The Washington Post recently ran a story about Shura Wallin, an immigration activist who, with her group of 140 volunteers who call themselves Los Samaritanos, assist illegal immigrants making the potentially hazardous trip across the Sonoran Desert. Their moral calculus is simple: "they say they are doing moral deeds in the face of a simple reality: Migrants keep coming." They seem oblivious to the moral hazard they have helped to create and the arc of their compassion is constricted by their narrow moral vision.
Shura Wallin has a long history of activism for "social justice." She worked for Planned Parenthood and the Population Council in New York, an organization that provides family planning and contraceptive access to the poor around the world, and she coordinated food programs for the homeless in Berkeley, Calif., before retiring in Green Valley, Ariz., a few years ago. There she helped found the Green Valley Samaritans among whose purposes include restoring "hospitality and compassion along our borders" and encouraging "elected leaders to humanize border policy." Giving aid and water is clearly part of larger immigration policy ambitions.
The group is named after the biblical parable of a Samaritan who helped a robbery victim while others ignored his plight. Yet, the name and the metaphor are misplaced. In the parable that appears in Gospel of Luke, a traveler is beaten, robbed, and left half dead along the road. A priest and a Levite passed him by and finally a Samaritan helped. The lesson here is to be compassionate to those in need, and it is an important one.
However, illegal immigration differs in several key respects from the parable. The traveler was legitimately going from one place (Jerusalem) to another (Jericho), not attempting illegal entry and thus taking a circuitous and dangerous route. Travel has its risks, but presumably the road he traveled did not have the well- deserved notorious reputation of the numerous illegal travel routes to the United States.
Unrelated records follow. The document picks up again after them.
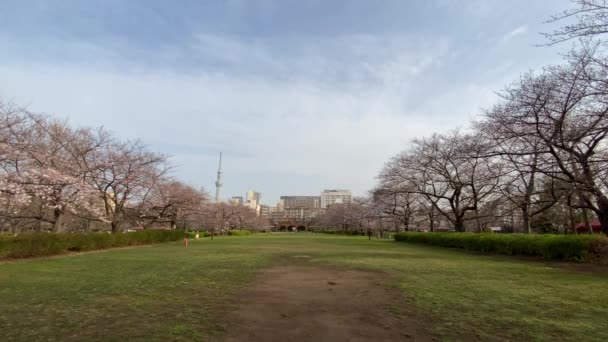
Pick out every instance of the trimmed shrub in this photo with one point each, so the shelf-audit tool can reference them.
(237, 232)
(341, 232)
(44, 244)
(548, 246)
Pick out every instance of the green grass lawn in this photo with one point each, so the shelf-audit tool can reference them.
(169, 292)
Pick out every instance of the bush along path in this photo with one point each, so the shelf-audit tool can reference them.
(45, 244)
(581, 248)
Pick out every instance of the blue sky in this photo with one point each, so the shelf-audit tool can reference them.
(299, 95)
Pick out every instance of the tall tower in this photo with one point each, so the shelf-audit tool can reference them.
(218, 182)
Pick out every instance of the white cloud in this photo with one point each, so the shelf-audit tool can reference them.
(518, 31)
(329, 117)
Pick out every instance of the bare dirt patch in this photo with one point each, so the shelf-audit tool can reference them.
(306, 303)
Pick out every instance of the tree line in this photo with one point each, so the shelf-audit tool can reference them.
(54, 177)
(537, 160)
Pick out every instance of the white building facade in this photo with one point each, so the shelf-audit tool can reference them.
(329, 197)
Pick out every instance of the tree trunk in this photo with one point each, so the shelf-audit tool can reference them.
(525, 214)
(58, 224)
(572, 220)
(602, 214)
(586, 221)
(459, 225)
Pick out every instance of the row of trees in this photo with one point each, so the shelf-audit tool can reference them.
(537, 160)
(542, 147)
(55, 177)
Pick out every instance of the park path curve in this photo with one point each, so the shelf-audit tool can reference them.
(310, 303)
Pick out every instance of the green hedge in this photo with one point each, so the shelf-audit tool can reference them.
(341, 232)
(43, 244)
(560, 247)
(237, 232)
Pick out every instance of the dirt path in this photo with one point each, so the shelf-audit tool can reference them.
(306, 303)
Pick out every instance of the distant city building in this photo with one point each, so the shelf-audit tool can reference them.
(265, 211)
(329, 197)
(218, 182)
(296, 202)
(252, 200)
(297, 208)
(236, 200)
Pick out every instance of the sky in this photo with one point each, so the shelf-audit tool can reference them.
(300, 96)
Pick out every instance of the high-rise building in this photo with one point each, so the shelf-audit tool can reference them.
(329, 197)
(236, 200)
(265, 210)
(253, 196)
(218, 182)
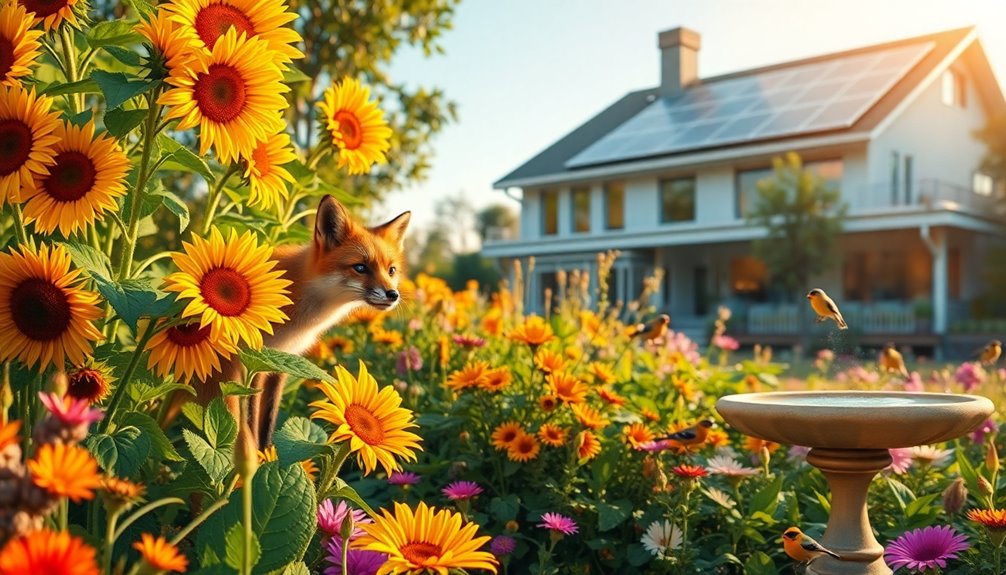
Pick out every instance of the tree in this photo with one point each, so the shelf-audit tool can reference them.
(803, 218)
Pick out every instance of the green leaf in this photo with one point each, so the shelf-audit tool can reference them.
(299, 439)
(270, 360)
(122, 452)
(118, 87)
(121, 122)
(284, 517)
(234, 547)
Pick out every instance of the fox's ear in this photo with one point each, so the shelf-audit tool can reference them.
(394, 229)
(332, 224)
Nor was the traveler depending on those who robbed him to get him where he was going. And finally, those who dwelled where he was going would not suffer economically, politically, or culturally because he was one of a very large group of people who should not have been traveling where they were going.
Helping the individual traveler that has been a victim of robbery or mishaps presents no moral hazard or complications. Helping hundreds of people to undertake a dangerous and illegal trip that undercuts deterrence put in place to prevent people from making that trip presents quite a different set of considerations.
The most immediate manifestation of their aid, and those of their like minded-advocates on both sides of the border, is that it contributes to the willingness of those seeking undocumented entry into the United States to undertake that hazardous journey. U.S. Customs and Border Protection officials, who have caught 168,000 illegal immigrants in that area since October 1, complain that the maps and supplies given to border crossers by this group and others create a "false sense of security," but that is only the start of moral hazard introduced by such efforts.
A number of these immigration violators die in the process, and many, if not most, rely on criminal groups that profit from these efforts. The routes that provide illegal entry for people also provide a path for drugs, and that escalates the dangers for those whose homes and properties lie along these paths. It makes holding illegal immigrants for further payments, or abandoning them after they have paid their fees, profitable options. Samaritans also don't pick and choose whom they help, even if it's evident that the blisters on a migrant's back came from lugging burlap sacks full of marijuana. Worse, "Smuggling of potential terrorists across the border is evolving into a billion dollar industry for Mexican drug cartels while posing a significant threat to the United States, according to federal law enforcement officials." And then there are the large moral and ethical implications of aiding the tide of illegal immigration on the one's fellow citizens, their political culture and their country.
But these concerns are very far from Ms. Wallin's moral calculus, which is simple and limited, as is her preferred remedy: "I can't live here knowing that people are almost literally dying in my back yard and not do something to help." She has apparently not considered using the determination that comes with moral certainty to help by warning people about the dangers and discouraging them from taking the risk.
Careful consideration of the moral presumptions that underlie many forms of advocacy for illegal immigrants is long overdue.